Case Study of a Child with Anorexia Nervosa and PANS PANDAS
Study: Clinical Case Rounds in Child and Adolescent Psychiatry: Certain Eating Disorders May Be a Neuropsychiatric Manifestation of PANDAS: Case Report. Cynthia V. Calkin MD; Carlo G. Carandang MD, ABPN (Dip) J Can Acad Child. Adolesc Psychiatry. 2007 Aug; 16(3): 132–135. PMID: 18421369
This case report describes an eight-year-old with PANDAS, OCD, Anorexia Nervosa (AN). “The OCD symptoms were not confined to the Eating Disorder (ED) and the ED symptoms were not exclusively OCD-based.” “This case suggests that EDs, in some cases, maybe an autoimmune-mediated neuropsychiatric manifestation or a clinical sub-type of PANDAS. The patient in our case rapidly recovered from his ED and OCD. Perhaps by considering the proposed pathophysiology of PANDAS and by targeting the management of future GABHS infections, the usual course of EDs and OCD could be altered in patients believed to have an autoimmune etiology.”
Prevalence of PANS in Child and Adolescent Eating Disorders
- The surprisingly high lifetime PANS rate of 52% within pediatric ED was higher than that previously reported for OCD populations. The large majority had an abrupt onset of parent-reported OC symptoms as well as abrupt food restriction.
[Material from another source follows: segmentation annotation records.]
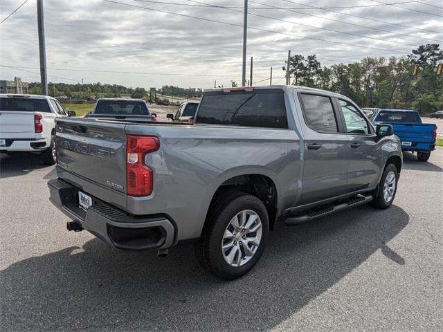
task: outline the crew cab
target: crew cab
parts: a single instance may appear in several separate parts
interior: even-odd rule
[[[53,165],[55,120],[75,115],[52,97],[0,94],[0,152],[40,154],[45,165]]]
[[[428,161],[431,151],[435,149],[437,126],[423,123],[417,111],[381,109],[374,116],[374,124],[388,124],[401,141],[403,151],[417,151],[417,158]]]
[[[185,102],[181,103],[175,115],[167,114],[166,118],[172,121],[192,123],[198,107],[199,103],[197,102]]]
[[[350,99],[300,86],[205,91],[192,124],[63,118],[51,201],[114,248],[179,241],[217,277],[246,273],[270,230],[392,204],[400,140]]]
[[[85,118],[102,119],[133,119],[156,121],[157,115],[151,113],[143,99],[100,98]]]

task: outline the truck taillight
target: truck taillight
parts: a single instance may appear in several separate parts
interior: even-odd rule
[[[126,140],[126,187],[128,195],[148,196],[152,193],[152,169],[145,164],[145,155],[159,149],[159,138],[127,136]]]
[[[42,116],[42,114],[34,114],[34,131],[35,131],[35,133],[43,132],[42,118],[43,116]]]

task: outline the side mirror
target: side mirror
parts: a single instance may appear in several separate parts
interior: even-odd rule
[[[390,136],[394,135],[394,129],[390,124],[377,124],[375,127],[375,134],[379,137]]]

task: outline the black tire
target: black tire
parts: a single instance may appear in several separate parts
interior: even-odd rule
[[[417,152],[417,158],[419,161],[428,161],[431,157],[431,152],[422,152],[419,151]]]
[[[199,262],[216,277],[236,279],[253,268],[263,252],[269,232],[268,212],[260,199],[244,192],[225,192],[218,195],[214,201],[215,203],[210,208],[201,237],[195,245],[195,255]],[[262,223],[261,241],[255,254],[246,264],[234,267],[225,261],[222,244],[231,219],[246,210],[255,212],[260,217]]]
[[[41,154],[42,161],[44,165],[54,165],[57,161],[57,158],[53,151],[55,146],[55,138],[53,135],[51,136],[51,145]]]
[[[395,176],[395,187],[394,188],[393,195],[392,198],[389,200],[386,200],[385,199],[384,195],[384,185],[385,181],[386,181],[386,177],[388,174],[389,174],[391,172],[394,172],[394,175]],[[380,180],[380,185],[378,192],[377,192],[377,195],[375,196],[375,192],[372,194],[374,196],[374,199],[369,203],[372,207],[376,208],[377,209],[387,209],[389,208],[394,199],[395,199],[395,194],[397,193],[397,188],[398,187],[398,181],[399,181],[399,173],[397,170],[397,167],[394,164],[388,164],[385,167],[385,170],[383,172],[383,175],[381,176],[381,179]]]

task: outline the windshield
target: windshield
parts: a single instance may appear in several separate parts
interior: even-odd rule
[[[188,104],[181,116],[194,116],[198,106],[198,104]]]
[[[144,115],[151,113],[146,104],[141,100],[99,100],[94,111],[95,114]]]
[[[422,122],[415,112],[380,112],[374,121],[378,122]]]

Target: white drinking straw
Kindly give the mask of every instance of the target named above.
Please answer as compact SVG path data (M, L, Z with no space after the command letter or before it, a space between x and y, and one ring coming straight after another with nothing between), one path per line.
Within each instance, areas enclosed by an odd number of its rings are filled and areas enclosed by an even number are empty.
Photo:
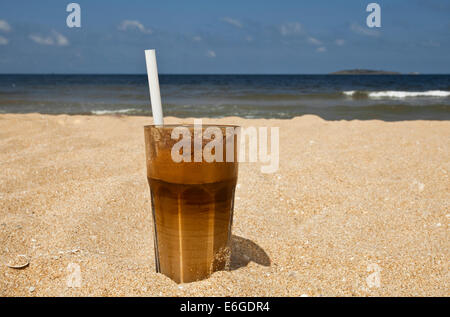
M150 89L153 124L163 125L164 121L161 107L161 94L159 92L158 67L156 65L155 50L145 50L145 62L147 64L148 88Z

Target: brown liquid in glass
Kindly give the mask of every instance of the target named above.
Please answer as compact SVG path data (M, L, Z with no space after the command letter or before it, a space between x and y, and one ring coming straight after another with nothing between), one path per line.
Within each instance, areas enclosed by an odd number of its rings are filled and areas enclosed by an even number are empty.
M205 184L152 178L148 182L157 271L186 283L225 269L230 258L236 178Z

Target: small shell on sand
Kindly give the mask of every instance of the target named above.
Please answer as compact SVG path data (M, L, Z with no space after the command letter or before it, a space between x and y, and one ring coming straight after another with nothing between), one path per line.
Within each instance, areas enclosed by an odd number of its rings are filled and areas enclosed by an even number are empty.
M30 260L25 254L18 254L5 265L11 269L21 270L30 265Z

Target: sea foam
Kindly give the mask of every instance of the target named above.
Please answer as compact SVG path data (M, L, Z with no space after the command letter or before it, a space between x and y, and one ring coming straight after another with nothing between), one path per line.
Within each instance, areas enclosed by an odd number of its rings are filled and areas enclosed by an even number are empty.
M363 92L356 90L348 90L343 92L346 96L354 96L358 94L366 94L369 98L408 98L408 97L449 97L450 91L444 90L428 90L428 91L372 91Z

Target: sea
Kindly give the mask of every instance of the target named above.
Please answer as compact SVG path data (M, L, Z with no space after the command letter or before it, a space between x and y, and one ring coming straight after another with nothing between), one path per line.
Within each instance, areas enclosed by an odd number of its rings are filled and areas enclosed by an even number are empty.
M164 116L450 120L450 75L160 75ZM151 115L147 76L0 75L0 113Z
- Those in the PANS group were more likely to be female, be prescribed an SSRI, and have parent-reported abrupt OC symptom onset, abrupt food refusal, relapsing and remitting course, and concurrent anxiety, depression, irritability or aggression, behavioral regression, school deterioration, and sleep problems, enuresis, and/or frequent urination.
- This appears to be a distinct subgroup that requires further characterization with respect to functional impacts and management approaches.”